如何使用 pymongo 获取仅包含 ObjectId 的列表?
[英]How do I get a list of just the ObjectId's using pymongo?
问题描述
I have the following code:
我有以下代码:
client = MongoClient()
data_base = client.hkpr_restore
agents_collection = data_base.agents
agent_ids = agents_collection.find({},{"_id":1})

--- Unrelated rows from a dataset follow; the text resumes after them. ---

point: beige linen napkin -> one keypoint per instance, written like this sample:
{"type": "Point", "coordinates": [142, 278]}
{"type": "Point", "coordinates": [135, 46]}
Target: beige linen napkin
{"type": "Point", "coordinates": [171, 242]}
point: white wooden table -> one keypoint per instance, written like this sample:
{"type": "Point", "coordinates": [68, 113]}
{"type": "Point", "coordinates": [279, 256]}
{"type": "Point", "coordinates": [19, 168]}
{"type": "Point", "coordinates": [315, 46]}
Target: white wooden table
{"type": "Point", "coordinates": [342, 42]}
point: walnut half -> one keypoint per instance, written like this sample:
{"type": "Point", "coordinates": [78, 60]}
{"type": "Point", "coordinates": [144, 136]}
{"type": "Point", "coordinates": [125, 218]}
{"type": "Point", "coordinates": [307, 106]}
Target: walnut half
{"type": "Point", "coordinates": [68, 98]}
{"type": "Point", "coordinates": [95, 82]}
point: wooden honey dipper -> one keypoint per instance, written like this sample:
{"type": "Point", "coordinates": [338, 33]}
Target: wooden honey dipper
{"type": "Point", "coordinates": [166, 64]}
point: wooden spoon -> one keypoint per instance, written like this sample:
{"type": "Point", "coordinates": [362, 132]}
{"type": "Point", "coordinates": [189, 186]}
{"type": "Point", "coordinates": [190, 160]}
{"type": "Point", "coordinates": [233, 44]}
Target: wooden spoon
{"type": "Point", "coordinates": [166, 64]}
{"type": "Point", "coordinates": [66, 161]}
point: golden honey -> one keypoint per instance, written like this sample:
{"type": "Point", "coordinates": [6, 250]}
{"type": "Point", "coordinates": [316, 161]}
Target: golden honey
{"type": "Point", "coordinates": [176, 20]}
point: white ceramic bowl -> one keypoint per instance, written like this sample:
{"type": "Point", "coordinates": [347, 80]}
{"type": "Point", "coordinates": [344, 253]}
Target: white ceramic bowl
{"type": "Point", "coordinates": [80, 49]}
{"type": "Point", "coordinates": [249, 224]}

This gives me a result of:这给了我一个结果:
{u'_id': ObjectId('553020a8bf2e4e7a438b46d9')}
{u'_id': ObjectId('553020a8bf2e4e7a438b46da')}
{u'_id': ObjectId('553020a8bf2e4e7a438b46db')}
How do I just get at the ObjectId's so I can then use each ID to search another collection?我如何才能获得 ObjectId,然后才能使用每个 ID 搜索另一个集合?
5 个解决方案
解决方案1
1 已采纳 2015-04-21 14:49:16
In [27]: agent_ids = agents_collection.find().distinct('_id')
In [28]: agent_ids
Out[28]:
[ObjectId('553662940acf450bef638e6d'),
ObjectId('553662940acf450bef638e6e'),
ObjectId('553662940acf450bef638e6f')]
In [29]: agent_id2 = [str(id) for id in agents_collection.find().distinct('_id')]
In [30]: agent_id2
Out[30]:
['553662940acf450bef638e6d',
'553662940acf450bef638e6e',
'553662940acf450bef638e6f']
解决方案2
0 2015-04-21 12:03:55
Try creating a list comprehension with just the _ids as follows: 尝试仅使用_ids创建列表_ids ,如下所示:
>>> client = MongoClient()
>>> data_base = client.hkpr_restore
>>> agents_collection = data_base.agents
>>> result = agents_collection.find({},{"_id":1})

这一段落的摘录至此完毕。